Candidates make pitches at County DFL Convention
Say 2018 is important election year
NEW ULM — Democratic Farmer Labor (DFL) candidates introduced themselves to delegates and spoke on a variety of issues at the Brown County DFL Convention held at the New Ulm Public Library Saturday.
“I’ll continue to advocate to keep farm families on farms,” said First District Congressional candidate Vicki Jensen of Owatonna. “I’ll continue to advocate for Highway 14 improvements too. I’ve driven on that road. New Ulm has such great economic opportunities, but it needs a four-lane road.”
She promoted health care for all and getting big money out of politics.
“This year will be one of the most important election years in your lifetime,” said Congressional candidate Rich Wright of Rochester. “What is going on in the White House with healthcare is crushing this district and state. I support Medicare for all. We have to do it immediately.”
He said promoting a living minimum wage is another issue that will help the DFL move in on red (Republican) districts this campaign.
Congressional candidate Dan Feehan said he completed two combat tours of duty in Operation Iraqi Freedom, pursuing those threatening Americans and Iraqis. He earned the Bronze Star for Service, Army Commendation Medal with Valor, and the Ranger Tab.
Leaving the Army in 2009, he taught first graders on Chicago’s south side and taught middle school math in nearby Gary, Ind.
Feehan later served as an acting Assistant Secretary of Defense at the Pentagon during the Obama Administration.
“This is about patriotism. Pure and simple,” Feehan said. “I’m for universal healthcare, reforming immigration, addressing climate change, and keeping the President from getting us in another war.”
Peggy Flanagan, who is running for Lieutenant Governor with gubernatorial candidate Tim Walz, talked about the importance of entitlement programs.

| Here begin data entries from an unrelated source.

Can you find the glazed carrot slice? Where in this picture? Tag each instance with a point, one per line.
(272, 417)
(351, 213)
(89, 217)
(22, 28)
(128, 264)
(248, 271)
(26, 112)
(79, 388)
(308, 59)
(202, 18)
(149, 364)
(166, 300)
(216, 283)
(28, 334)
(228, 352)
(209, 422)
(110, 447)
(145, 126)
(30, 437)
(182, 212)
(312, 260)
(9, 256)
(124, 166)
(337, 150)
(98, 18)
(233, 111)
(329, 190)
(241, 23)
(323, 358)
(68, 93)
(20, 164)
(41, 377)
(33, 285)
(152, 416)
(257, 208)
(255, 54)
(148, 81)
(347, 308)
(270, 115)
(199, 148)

“My mother filed for a Section 8 voucher for my family so we had a place to live when I was young,” said Flanagan, a Minnesota House of Representatives member, a member of the White Earth Band of Ojibwe, a mother and former executive director of Children’s Defense Fund-Minnesota.
“I understand child care challenges and will fight for affordable and accessible child care,” Flanagan said.
State Auditor candidate Julie Blaha, a math teacher and Minnesota AFL-CIO secretary-treasurer, said Republicans want to eliminate the State Auditor position completely. She said the auditor oversees more than $20 billion in local resources with audits and investigations.
“I’ll fight for the public good over corporate profit,” Blaha said.
Minnesota Secretary of State Steve Simon said his mission is to make it as easy as possible for all Minnesota voters to vote.
“I’m happy to talk about voter integrity, cyber security and the threat of outside intrusions on our elections,” Simon said. “The President said there were many illegal voters and created a commission to investigate it. That entity collapsed on itself.”
New Ulm native Mindy Kimmel said she’s building a grassroots campaign for the District 16B House seat held by Paul Torkelson of Hanska. A therapist and yoga teacher, Kimmel is getting noticed near and far. She was on the cover of Time magazine last month along with dozens of other women running for office. The magazine cover page headline read “The Avengers. First they marched. Now they’re running.”
“I want to be a voice for issues important to people here. I’m seeking input from people,” Kimmel said. “Affordable, high-quality, single-payer healthcare and Medicare for all, clean water and protecting the environment are some of the most important issues.”
Kimmel believes the negativity in the current politician system is ineffective and toxic. It should be replaced with positive change.
Brown County delegates to the State Convention are Jana Thormodson, Madelia; Elia Bruggeman, Sleepy Eye; Derek Tonn, Springfield and Lawrence Czer, New Ulm. Alternates are Jim Bodine, New Ulm; Darlene Nelson, Hanska; Arlene Stewart, Sigel Township; and Pat Lowther, Sleepy Eye.
Brown County DFL officials will whittle their resolution list down to 20 this week.